So, you are saying it is possible for multiple, independant Fossil
clients to share a single repository?

I had assumed that Fossil had some internal signaling mechanism to
allow command line invocations while "fossil ui" (or fossil server")
was running - not unlike how you can enter "firefox example.com" and
the page will be opened in the existing browser instance, rather than
launching another browser instance.

One of the reasons we are looking at Fossil for issue tracking (and
are using Git for source VCS) is that no central server is required.
(Of course, one of the problems with running purely peer-to-peer is
the need tp pull/push between multiple PCs. That is not much of
problem with VCS within the software group, But with issue tracking -
especially when deployed beyond the software group - these pull/push
operations need to be fully automated.

If Fossil can operate with a shared repository, this might be a better
solution than trying to automate multi-way pull/push operations.

(If anyone is curious, within the software group, we are free to
manage our tools as we need - as long as our tools use only our PCs
and only use IT servers for file service. To run a server on an IT
server PC requires approval from both the CIO and CFO.)

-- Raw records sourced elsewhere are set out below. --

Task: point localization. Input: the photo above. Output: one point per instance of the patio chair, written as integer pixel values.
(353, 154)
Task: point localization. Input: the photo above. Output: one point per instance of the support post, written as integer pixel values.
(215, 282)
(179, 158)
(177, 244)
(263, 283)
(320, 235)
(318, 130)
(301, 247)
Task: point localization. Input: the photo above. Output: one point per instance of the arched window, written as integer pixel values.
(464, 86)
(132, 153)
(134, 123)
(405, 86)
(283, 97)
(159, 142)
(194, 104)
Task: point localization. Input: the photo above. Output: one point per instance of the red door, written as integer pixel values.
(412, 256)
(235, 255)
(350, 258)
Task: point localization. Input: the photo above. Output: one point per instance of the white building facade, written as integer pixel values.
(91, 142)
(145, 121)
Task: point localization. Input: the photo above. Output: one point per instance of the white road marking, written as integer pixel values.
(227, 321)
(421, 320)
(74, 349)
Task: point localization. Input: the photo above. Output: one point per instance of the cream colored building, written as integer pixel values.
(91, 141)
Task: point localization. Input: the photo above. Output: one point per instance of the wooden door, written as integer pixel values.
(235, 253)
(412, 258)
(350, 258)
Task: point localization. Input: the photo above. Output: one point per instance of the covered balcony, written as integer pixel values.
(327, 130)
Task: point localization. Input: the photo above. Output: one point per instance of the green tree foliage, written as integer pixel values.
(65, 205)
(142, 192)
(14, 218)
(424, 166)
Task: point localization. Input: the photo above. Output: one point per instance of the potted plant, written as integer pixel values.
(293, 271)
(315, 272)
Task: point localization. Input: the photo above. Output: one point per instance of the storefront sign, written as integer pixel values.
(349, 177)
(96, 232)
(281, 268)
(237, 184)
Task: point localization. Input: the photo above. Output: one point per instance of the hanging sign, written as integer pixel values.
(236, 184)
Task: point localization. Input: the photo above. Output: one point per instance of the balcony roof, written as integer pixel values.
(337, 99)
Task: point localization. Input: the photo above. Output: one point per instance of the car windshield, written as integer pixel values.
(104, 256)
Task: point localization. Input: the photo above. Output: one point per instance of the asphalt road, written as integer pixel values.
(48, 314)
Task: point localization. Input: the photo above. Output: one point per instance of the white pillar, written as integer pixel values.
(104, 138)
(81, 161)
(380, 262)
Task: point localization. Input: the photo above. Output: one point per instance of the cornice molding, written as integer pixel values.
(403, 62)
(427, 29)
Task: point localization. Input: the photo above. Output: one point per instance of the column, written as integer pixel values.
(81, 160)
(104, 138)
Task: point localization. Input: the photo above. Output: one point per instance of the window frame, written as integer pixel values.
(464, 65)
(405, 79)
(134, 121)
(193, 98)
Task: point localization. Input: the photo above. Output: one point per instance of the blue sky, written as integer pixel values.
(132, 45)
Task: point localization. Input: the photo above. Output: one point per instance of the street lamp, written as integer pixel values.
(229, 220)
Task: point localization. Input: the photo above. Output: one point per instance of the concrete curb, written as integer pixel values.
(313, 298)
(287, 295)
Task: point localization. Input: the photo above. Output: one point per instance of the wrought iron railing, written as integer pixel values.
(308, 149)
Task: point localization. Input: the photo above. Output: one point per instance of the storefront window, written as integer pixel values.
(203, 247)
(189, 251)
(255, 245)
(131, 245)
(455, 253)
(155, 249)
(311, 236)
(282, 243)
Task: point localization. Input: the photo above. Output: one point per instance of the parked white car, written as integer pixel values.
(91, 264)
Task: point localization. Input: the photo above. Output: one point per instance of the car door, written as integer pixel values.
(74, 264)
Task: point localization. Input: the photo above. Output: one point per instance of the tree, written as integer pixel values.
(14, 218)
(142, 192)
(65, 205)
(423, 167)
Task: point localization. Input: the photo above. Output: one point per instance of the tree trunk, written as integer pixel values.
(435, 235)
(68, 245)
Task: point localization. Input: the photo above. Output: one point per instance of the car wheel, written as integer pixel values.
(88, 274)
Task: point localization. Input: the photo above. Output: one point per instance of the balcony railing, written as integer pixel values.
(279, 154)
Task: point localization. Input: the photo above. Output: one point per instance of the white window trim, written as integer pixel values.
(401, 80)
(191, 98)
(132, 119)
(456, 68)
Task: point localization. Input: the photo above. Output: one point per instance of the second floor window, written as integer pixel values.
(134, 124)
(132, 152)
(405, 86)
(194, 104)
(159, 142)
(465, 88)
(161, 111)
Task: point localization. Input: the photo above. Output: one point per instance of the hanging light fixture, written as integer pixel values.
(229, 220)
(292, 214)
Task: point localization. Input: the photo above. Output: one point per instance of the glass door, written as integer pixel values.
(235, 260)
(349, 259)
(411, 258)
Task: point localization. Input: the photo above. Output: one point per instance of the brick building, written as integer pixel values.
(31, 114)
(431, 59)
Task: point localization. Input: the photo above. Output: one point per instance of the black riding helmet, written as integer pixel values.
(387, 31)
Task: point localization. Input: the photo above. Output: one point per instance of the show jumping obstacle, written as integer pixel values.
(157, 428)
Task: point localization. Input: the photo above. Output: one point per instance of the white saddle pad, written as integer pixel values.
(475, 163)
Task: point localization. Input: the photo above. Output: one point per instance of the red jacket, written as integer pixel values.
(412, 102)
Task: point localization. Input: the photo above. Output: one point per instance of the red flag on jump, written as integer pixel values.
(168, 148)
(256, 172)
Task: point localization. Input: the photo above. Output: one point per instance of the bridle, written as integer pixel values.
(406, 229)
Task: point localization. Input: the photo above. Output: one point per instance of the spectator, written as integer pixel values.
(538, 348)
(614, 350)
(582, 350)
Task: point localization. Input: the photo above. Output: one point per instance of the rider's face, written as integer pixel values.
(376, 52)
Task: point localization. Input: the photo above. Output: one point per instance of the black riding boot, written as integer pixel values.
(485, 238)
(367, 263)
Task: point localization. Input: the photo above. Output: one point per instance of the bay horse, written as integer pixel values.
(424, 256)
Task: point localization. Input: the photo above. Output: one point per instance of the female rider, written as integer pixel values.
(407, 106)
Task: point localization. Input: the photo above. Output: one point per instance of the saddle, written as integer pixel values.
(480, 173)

On Mon, Jan 31, 2011 at 10:23 AM, Richard Hipp <d...@sqlite.org> wrote:
> Posix advisory locking tends to give problems on many NFS implementations.
> You can cause Fossil to use dot-file locking instead by setting an
> environment variable:
>
>    export FOSSIL_VFS=unix-dotfile
>
> That might fix your problem.  Caution, though:  If you have two different
> copies of Fossil running and one is using dotfile locking and the other
> posix advisory locking, then they might step on one another and corrupt the
> database!  So if you use FOSSIL_VFS, make sure you use it consistently!